Check if Block is null before executing? (macros)

Discussion in 'iOS Programming' started by ArtOfWarfare, May 20, 2014.

  1. ArtOfWarfare macrumors G3


    Nov 26, 2007
    If you attempt to run a null block, your program crashes, so you need to wrap it in a check if it's null, like so:

    if (block != nil) {
    I had a lot of different spots where I needed to do this kind of thing, so I ended up writing this macro:

    #define CHECK_NULL_EXEC_BLOCK(BLOCK, ...) if (BLOCK != nil) BLOCK(__VA_ARGS__)
    And you use it like:

    CHECK_NULL_EXEC_BLOCK(block, arg);
    My questions are:

    Does anyone see a problem with my macro? Is there some way it can be improved? I think it may not work with blocks which take no arguments at all - what's the best way I can modify it to handle that?

    Also, as some of you may be aware, I hate macros in C. They're not hygienic and lead to extremely frustrating to debug situations. But I don't think there's a way to write this without a macro... unless someone can think of that I didn't.
  2. chown33 macrumors 604

    Aug 9, 2009
    Sailing beyond the sunset
  3. ArtOfWarfare thread starter macrumors G3


    Nov 26, 2007
    What is the significance of making it a static inline function as opposed to an ordinary function?
  4. MeFromHere macrumors 6502

    Oct 11, 2012
    "inline" should be clear; the compiler may put the function's body in the calling code instead of making a call to a real function. The program is (probably) faster and (probably) bigger when you use inline. This corresponds closely to the effect of the macro.

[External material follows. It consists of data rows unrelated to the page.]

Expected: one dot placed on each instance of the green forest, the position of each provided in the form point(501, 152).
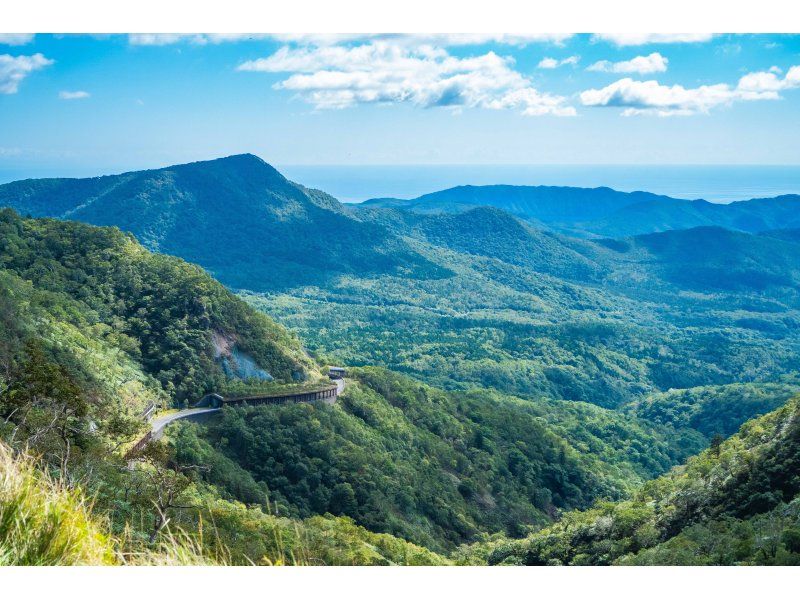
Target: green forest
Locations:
point(514, 396)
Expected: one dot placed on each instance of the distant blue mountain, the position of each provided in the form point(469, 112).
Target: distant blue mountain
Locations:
point(604, 212)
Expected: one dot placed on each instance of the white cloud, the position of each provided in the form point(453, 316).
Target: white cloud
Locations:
point(438, 39)
point(769, 81)
point(13, 69)
point(166, 39)
point(640, 39)
point(425, 76)
point(16, 39)
point(650, 97)
point(552, 63)
point(653, 63)
point(330, 39)
point(74, 95)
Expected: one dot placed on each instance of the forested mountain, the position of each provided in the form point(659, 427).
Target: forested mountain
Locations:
point(511, 376)
point(95, 328)
point(238, 217)
point(736, 503)
point(435, 468)
point(475, 297)
point(604, 212)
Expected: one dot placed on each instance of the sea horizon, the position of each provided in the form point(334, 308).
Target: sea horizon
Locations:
point(356, 183)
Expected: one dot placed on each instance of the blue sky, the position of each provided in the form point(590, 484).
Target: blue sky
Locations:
point(80, 105)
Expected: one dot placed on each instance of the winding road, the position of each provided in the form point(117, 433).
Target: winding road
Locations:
point(158, 424)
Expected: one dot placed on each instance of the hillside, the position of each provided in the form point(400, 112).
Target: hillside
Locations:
point(434, 468)
point(95, 328)
point(237, 217)
point(736, 503)
point(93, 297)
point(604, 212)
point(714, 258)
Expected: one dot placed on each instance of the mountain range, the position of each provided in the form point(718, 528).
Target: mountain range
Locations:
point(604, 212)
point(548, 378)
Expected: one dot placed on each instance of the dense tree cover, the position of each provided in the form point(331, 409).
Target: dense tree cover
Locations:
point(93, 329)
point(474, 297)
point(237, 217)
point(500, 325)
point(734, 503)
point(159, 311)
point(432, 467)
point(605, 212)
point(714, 410)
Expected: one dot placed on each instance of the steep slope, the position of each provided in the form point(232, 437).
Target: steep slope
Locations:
point(605, 212)
point(707, 258)
point(736, 503)
point(792, 235)
point(541, 203)
point(237, 216)
point(432, 467)
point(492, 233)
point(94, 295)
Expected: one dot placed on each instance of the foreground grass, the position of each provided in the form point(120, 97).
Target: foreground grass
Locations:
point(44, 524)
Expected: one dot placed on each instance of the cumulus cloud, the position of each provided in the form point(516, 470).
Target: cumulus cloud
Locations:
point(13, 69)
point(770, 81)
point(426, 76)
point(73, 95)
point(166, 39)
point(653, 63)
point(329, 39)
point(16, 39)
point(650, 97)
point(552, 63)
point(640, 39)
point(437, 39)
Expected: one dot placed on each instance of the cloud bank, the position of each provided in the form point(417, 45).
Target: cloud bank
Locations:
point(387, 73)
point(14, 69)
point(641, 39)
point(16, 39)
point(650, 97)
point(552, 63)
point(653, 63)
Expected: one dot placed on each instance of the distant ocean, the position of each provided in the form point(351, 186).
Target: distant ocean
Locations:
point(357, 183)
point(713, 183)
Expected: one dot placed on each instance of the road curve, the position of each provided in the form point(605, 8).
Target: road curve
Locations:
point(158, 424)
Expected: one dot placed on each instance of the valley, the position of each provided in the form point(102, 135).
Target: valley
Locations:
point(535, 375)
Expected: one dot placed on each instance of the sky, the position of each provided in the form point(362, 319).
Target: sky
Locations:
point(78, 105)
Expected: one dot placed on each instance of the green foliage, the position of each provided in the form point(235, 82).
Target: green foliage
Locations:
point(734, 503)
point(714, 409)
point(44, 524)
point(157, 310)
point(432, 467)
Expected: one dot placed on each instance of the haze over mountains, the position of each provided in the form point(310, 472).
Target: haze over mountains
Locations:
point(533, 371)
point(253, 228)
point(605, 212)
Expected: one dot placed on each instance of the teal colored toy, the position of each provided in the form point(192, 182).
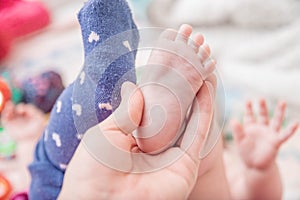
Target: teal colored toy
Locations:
point(7, 145)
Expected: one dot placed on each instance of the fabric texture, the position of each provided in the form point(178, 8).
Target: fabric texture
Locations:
point(110, 41)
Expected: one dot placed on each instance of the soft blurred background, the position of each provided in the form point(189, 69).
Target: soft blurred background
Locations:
point(256, 45)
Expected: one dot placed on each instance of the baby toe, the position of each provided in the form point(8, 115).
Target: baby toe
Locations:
point(184, 33)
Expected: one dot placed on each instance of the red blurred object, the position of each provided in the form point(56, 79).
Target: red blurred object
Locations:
point(19, 18)
point(5, 188)
point(5, 93)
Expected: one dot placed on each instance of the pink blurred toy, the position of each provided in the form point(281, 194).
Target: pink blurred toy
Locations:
point(19, 18)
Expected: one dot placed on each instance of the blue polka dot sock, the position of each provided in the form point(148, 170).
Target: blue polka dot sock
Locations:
point(110, 41)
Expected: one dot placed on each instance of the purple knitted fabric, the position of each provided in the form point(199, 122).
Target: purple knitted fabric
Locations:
point(110, 41)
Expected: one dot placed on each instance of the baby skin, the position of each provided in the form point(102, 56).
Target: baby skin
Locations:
point(258, 141)
point(175, 72)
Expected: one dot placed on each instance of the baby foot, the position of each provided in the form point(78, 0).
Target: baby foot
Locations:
point(176, 70)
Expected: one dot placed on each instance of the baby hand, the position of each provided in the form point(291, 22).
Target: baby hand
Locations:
point(258, 140)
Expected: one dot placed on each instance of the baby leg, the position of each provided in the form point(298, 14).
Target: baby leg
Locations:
point(106, 26)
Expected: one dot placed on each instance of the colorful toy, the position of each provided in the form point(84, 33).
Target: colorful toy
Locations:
point(41, 90)
point(7, 145)
point(5, 93)
point(5, 188)
point(19, 18)
point(20, 196)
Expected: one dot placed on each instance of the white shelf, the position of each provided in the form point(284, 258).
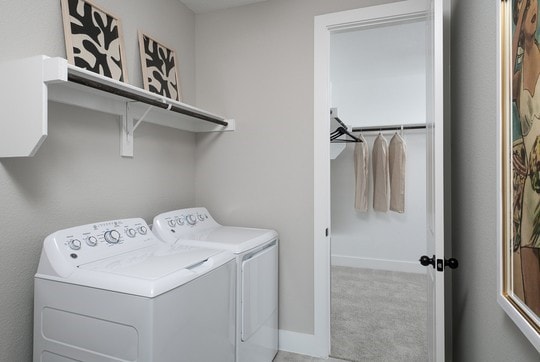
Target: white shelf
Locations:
point(29, 84)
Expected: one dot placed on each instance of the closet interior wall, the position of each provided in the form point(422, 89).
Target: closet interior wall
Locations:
point(373, 87)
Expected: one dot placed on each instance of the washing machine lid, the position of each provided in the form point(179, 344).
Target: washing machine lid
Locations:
point(235, 239)
point(149, 271)
point(153, 262)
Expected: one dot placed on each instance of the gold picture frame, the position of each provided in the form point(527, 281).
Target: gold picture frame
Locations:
point(94, 39)
point(159, 68)
point(519, 165)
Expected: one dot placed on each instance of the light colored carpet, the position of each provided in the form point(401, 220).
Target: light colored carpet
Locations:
point(378, 315)
point(283, 356)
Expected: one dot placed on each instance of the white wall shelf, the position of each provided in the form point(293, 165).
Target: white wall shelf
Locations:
point(30, 83)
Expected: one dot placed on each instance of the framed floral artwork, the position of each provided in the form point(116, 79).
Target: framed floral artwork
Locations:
point(519, 165)
point(159, 68)
point(93, 39)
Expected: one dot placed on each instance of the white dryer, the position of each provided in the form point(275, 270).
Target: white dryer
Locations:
point(256, 253)
point(112, 291)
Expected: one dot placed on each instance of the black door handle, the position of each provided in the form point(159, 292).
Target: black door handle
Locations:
point(426, 260)
point(452, 263)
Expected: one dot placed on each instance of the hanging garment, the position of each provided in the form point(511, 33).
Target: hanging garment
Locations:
point(396, 163)
point(361, 171)
point(380, 174)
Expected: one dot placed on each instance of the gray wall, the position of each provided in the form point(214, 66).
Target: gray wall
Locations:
point(482, 331)
point(256, 63)
point(77, 176)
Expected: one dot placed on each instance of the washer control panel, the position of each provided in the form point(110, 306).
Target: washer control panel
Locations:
point(87, 243)
point(175, 224)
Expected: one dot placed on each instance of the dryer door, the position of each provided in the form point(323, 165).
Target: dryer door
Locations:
point(259, 289)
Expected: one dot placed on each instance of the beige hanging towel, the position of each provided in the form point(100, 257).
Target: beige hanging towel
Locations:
point(396, 162)
point(380, 174)
point(361, 171)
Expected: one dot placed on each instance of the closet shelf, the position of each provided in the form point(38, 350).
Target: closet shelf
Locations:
point(30, 83)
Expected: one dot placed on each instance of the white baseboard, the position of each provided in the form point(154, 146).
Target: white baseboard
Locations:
point(300, 343)
point(379, 264)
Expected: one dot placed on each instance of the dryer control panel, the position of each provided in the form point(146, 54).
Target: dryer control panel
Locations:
point(173, 225)
point(69, 248)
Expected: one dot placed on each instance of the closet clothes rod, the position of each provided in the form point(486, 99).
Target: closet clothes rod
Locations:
point(389, 128)
point(140, 98)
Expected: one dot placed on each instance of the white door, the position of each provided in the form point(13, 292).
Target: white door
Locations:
point(437, 167)
point(436, 13)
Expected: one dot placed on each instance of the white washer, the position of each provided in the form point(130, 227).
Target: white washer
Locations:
point(112, 291)
point(256, 253)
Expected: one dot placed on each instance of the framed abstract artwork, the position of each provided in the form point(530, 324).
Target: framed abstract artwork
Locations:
point(519, 165)
point(94, 39)
point(159, 68)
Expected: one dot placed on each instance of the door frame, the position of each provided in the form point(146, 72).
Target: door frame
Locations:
point(400, 11)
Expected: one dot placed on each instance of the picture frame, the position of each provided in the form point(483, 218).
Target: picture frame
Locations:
point(94, 39)
point(159, 67)
point(519, 167)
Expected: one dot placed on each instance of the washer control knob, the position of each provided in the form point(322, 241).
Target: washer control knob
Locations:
point(91, 241)
point(74, 244)
point(112, 236)
point(191, 219)
point(142, 229)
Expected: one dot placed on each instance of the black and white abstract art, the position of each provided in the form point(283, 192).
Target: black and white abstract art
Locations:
point(159, 68)
point(93, 39)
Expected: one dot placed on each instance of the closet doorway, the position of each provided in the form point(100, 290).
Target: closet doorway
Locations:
point(390, 73)
point(378, 288)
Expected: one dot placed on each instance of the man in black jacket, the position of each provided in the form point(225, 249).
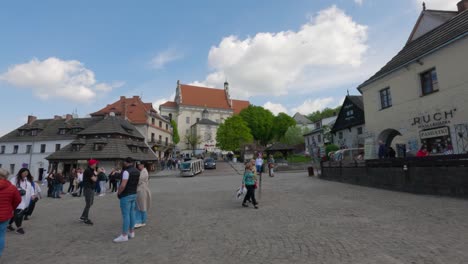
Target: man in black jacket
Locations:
point(89, 184)
point(127, 195)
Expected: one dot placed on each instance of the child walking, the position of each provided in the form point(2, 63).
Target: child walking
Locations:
point(249, 182)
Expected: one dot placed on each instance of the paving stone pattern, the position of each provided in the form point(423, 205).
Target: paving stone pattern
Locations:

    "static" essentially hides the function definition from the linker, so its scope is only the file.
  5. subsonix macrumors 68040

    Feb 2, 2008
    Here's some ideas for improvement, wether you agree it is or not is another matter. I tend to go for something simpler, like yourself for these. You could wrap the pointer in a parenthesis, not that it should ever be anything but a pointer but still.